Be transparent. Don’t try to hide the intention behind your question, though do try to have intent that isn’t manipulative. If you are wondering something inside your head, consider asking it. I find myself wondering… is language I find very honest and useful in moments like this.
Avoid multiple choice and run-on questions. They confuse and convolute. I’ve noticed that run-on questions tend to surface when the asker is nervous, so practice asking a simple, clear question and then stopping yourself. Multiple choice questions assume you know all the options — and you probably don’t. Don’t limit the response possibilities.
Avoid leading questions. Leading questions aren’t good questions; they’re statements or your solution masquerading as questions. They’re not artful and they come off as manipulative, degrading the discussion.
Remember that close-ended questions have use sometimes. We tend to value open-ended questions (questions that have multiple possible answers) over close-ended questions (questions that usually have one possible answer). That’s not a bad rule of thumb, but sometimes close-ended questions fill in a much-needed tidbit.

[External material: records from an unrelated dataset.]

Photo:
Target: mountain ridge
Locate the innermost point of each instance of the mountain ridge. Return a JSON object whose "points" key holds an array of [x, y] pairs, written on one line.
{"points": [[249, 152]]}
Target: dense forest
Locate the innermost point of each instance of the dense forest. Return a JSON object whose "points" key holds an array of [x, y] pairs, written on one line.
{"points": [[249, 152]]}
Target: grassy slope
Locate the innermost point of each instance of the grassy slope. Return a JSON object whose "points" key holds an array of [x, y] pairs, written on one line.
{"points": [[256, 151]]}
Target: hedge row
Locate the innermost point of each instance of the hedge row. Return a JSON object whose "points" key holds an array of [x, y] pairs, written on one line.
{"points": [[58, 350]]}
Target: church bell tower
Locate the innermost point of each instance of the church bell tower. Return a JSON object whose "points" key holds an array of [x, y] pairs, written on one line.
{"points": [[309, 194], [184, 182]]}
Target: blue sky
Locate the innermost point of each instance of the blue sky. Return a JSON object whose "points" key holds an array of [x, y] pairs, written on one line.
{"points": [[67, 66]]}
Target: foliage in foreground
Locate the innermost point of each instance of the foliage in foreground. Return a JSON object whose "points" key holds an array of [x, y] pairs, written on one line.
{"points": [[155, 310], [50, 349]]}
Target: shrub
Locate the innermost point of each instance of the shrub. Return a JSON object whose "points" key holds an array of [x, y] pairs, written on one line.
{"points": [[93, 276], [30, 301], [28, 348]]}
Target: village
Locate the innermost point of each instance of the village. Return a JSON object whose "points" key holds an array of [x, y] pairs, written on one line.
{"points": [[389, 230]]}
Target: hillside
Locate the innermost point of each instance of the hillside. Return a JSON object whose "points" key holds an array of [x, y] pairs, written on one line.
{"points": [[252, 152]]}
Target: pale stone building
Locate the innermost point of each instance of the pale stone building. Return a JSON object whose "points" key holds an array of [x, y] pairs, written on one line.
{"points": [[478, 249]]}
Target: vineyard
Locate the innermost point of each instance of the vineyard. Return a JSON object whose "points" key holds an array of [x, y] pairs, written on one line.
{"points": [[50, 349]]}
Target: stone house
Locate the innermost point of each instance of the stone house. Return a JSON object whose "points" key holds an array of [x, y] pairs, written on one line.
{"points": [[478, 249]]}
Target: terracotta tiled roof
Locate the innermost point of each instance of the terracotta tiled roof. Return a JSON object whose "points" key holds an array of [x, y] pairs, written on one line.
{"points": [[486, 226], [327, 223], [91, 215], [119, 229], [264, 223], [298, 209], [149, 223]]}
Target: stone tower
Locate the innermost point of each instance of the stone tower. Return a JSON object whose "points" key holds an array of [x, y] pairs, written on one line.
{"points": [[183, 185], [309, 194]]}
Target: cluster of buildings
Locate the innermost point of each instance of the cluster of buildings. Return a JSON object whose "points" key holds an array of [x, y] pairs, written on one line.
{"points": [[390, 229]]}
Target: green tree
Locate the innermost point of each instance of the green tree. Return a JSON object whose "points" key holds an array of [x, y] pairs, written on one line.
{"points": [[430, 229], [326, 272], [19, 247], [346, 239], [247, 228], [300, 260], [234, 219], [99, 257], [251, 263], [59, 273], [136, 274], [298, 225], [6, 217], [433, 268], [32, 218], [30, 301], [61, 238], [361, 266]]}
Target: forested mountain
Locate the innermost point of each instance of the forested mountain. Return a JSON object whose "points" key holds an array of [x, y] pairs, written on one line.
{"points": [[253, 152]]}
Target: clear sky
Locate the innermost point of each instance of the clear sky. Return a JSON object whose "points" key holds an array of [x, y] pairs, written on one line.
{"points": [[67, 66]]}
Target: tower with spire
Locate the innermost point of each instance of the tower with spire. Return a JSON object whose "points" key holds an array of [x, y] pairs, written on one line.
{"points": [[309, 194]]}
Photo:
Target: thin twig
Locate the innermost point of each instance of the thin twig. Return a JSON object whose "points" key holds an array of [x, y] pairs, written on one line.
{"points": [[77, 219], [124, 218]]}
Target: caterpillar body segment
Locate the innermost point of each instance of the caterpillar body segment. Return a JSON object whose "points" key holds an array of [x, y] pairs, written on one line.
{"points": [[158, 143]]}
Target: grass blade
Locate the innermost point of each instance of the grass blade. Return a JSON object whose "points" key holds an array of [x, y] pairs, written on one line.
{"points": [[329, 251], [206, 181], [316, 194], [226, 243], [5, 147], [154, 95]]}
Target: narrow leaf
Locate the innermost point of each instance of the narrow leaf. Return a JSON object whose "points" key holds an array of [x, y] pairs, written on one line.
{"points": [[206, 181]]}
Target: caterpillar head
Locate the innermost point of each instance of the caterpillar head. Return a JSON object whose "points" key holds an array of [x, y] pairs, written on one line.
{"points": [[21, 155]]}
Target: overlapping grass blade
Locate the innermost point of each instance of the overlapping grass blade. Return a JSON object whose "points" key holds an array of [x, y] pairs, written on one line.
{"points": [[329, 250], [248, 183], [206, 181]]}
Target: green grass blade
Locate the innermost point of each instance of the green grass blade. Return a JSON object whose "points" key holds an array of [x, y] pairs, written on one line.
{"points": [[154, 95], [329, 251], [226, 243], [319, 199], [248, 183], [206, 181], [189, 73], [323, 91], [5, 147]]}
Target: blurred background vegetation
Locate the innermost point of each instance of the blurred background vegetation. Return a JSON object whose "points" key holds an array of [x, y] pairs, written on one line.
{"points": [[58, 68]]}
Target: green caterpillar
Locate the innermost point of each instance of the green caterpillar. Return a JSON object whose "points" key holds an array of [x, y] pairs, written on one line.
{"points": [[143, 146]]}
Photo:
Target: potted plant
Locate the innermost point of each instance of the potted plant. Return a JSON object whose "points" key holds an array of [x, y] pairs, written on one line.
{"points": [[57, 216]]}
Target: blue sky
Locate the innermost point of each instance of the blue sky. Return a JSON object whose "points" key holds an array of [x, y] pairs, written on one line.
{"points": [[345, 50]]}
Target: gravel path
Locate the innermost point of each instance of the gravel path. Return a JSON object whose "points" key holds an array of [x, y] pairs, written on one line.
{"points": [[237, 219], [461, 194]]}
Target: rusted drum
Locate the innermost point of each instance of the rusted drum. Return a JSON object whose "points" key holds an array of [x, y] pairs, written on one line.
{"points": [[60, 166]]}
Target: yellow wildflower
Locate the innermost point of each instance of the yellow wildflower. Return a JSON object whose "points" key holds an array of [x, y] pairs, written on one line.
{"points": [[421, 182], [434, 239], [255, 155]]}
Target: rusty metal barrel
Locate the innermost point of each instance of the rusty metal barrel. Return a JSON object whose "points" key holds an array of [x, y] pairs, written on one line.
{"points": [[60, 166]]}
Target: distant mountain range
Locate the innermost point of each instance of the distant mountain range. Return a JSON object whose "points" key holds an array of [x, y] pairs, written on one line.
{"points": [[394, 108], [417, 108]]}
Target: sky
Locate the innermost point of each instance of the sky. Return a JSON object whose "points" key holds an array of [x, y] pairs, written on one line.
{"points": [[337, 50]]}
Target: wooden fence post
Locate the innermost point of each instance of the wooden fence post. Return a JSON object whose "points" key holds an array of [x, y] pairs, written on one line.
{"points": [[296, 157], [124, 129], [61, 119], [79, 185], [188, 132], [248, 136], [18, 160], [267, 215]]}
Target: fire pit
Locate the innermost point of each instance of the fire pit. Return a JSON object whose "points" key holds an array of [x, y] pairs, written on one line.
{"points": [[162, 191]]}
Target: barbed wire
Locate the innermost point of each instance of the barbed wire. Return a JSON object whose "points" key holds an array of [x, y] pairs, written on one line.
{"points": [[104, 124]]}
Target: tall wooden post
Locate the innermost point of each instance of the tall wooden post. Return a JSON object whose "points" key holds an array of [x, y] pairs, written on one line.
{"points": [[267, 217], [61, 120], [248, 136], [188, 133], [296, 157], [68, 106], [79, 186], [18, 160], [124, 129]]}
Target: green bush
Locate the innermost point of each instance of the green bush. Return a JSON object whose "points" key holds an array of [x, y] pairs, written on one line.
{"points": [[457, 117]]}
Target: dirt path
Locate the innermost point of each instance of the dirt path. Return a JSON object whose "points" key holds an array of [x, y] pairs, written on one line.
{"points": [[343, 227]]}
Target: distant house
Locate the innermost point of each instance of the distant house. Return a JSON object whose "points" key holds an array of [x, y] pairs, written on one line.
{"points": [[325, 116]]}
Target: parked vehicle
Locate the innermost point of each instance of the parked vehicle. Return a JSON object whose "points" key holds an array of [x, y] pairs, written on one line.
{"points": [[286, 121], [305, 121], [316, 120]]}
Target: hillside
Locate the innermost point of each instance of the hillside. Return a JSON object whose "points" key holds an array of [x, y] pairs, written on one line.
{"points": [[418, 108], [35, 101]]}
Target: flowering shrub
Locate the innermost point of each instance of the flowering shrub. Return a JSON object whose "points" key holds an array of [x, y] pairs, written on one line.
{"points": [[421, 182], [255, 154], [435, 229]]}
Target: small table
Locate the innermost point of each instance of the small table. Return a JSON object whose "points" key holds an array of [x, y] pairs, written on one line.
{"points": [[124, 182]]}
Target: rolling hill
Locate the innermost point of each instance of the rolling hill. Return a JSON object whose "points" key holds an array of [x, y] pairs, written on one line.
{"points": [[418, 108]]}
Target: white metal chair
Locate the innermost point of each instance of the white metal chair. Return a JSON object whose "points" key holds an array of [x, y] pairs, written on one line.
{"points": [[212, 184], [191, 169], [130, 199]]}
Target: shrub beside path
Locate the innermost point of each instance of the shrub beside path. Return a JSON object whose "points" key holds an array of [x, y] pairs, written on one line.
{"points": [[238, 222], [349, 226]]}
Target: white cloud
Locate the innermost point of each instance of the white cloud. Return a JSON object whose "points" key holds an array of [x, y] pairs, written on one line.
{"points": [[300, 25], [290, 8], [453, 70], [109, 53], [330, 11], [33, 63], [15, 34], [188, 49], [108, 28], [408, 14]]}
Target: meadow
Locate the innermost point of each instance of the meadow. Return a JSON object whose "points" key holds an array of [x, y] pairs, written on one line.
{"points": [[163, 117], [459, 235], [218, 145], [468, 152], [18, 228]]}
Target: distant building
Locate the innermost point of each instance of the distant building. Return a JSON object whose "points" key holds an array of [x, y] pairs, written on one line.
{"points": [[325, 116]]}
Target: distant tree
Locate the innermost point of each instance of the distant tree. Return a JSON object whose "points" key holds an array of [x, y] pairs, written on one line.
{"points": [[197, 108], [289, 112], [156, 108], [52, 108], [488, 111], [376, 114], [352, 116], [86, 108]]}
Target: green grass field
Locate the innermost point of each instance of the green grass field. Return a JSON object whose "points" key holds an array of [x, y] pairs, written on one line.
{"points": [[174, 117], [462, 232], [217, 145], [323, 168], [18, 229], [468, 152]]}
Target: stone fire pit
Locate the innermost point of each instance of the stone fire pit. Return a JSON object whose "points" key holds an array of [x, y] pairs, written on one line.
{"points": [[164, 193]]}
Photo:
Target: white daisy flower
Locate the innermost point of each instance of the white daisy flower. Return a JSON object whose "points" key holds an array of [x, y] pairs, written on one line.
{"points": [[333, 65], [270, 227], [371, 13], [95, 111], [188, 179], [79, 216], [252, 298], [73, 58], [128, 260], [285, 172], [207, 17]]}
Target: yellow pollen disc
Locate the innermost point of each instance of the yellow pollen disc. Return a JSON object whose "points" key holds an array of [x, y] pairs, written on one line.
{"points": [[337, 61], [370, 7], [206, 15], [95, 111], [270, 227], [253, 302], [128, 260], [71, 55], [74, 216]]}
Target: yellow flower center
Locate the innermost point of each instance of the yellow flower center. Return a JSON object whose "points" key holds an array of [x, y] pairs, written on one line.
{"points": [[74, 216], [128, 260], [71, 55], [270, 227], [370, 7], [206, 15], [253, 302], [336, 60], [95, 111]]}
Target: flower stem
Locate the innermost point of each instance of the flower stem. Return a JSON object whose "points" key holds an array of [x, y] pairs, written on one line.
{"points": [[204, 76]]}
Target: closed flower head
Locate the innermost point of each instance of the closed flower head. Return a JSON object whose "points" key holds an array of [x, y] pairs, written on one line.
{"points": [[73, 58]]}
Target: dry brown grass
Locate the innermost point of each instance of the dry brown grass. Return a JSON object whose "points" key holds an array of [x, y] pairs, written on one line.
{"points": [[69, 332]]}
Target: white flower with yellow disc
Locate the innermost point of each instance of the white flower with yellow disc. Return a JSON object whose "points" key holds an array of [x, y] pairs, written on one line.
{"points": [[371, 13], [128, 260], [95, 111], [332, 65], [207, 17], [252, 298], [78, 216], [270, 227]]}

Timing is important. A wonderful question asked at the wrong time may yield little. They may not be ready to answer it, they may not trust you yet with the answer, they may not know the answer yet. I’ve found that the best way to develop good timing for good questions is to practice and be patient — your ability will improve with experience. And even then, you will not always get the timing right. People are complex.
See if you can figure out the missing question you haven’t thought to ask. You don’t have to be omnipotent. Sometimes they have the better question or the missing one and that is a very good thing. What question haven’t I asked can be very useful.